In this subsection, we examine whether our proposed meta-path enhancement module is effective through ablation experiments. We remove the meta-path enhancement module to train the model and obtain experimental results for the model LGNN. The results of the experiment are shown in Table 7 and Table 8, it can be observed that the addition of the meta-path enhancement module to the LGNN yields the ME-LGNN, which further improves performance and demonstrates the effectiveness of valuing reliable connections for modeling. Moreover, after removing the meta-path enhancement module, our model still exhibits impressive performance, further demonstrating its effectiveness in explicit modeling of HINs.

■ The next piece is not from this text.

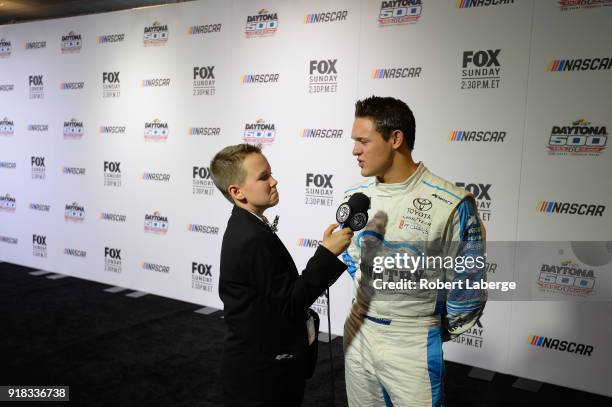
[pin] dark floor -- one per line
(114, 350)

Table 7. Recall@N comparisons for different top-N values.
Table 8. NDCG@N comparisons for different top-N values.

4.4 Performance Comparison Under Different Sparsity (RQ3)

To verify whether our model can mitigate the data sparsity problem, we conduct sparsity experiments on the Yelp and Douban datasets. For the users in the training data, we first group them according to the quantity of interactions. For example, [16, 32) means that the user interacts with the item at least 16 times and at most 32 times in the training set. The experimental results are presented in Fig. 3, from which we are able to observe a general trend of improved performance with increasing numbers of interactions. The result is cognitive, since the more interactions there are, the more information that can be captured. It can also be noted that our model exhibits respectable performance in most cases, with a significant improvement on the Yelp dataset in particular, indicating that our model can mitigate the data sparsity problem.

Fig. 3.
figure 3

Performance under different rating sparsity on two datasets.

5 Conclusion

In this work, we propose a new recommendation framework called Meta-path Enhanced Lightweight Graph Neural Network (ME-LGNN) to explicitly model high-order collaborative signals. In order to make users pay more attention to reliable links, we design a series of meaningful meta-paths, random walk based on the meta-paths, and constrain the links by calculating the dependency probabilities of the meta-paths. Extensive experimental analysis on three public datasets shows the effectiveness of our proposed model.

Currently, our approach shows promising performance in handling simple heterogeneous information networks. In future, we consider improving our approach to enable the handling of complex network structures with more attribute information. We will also consider how to make more rational use of meta-paths to improve the interpretability of recommendation results.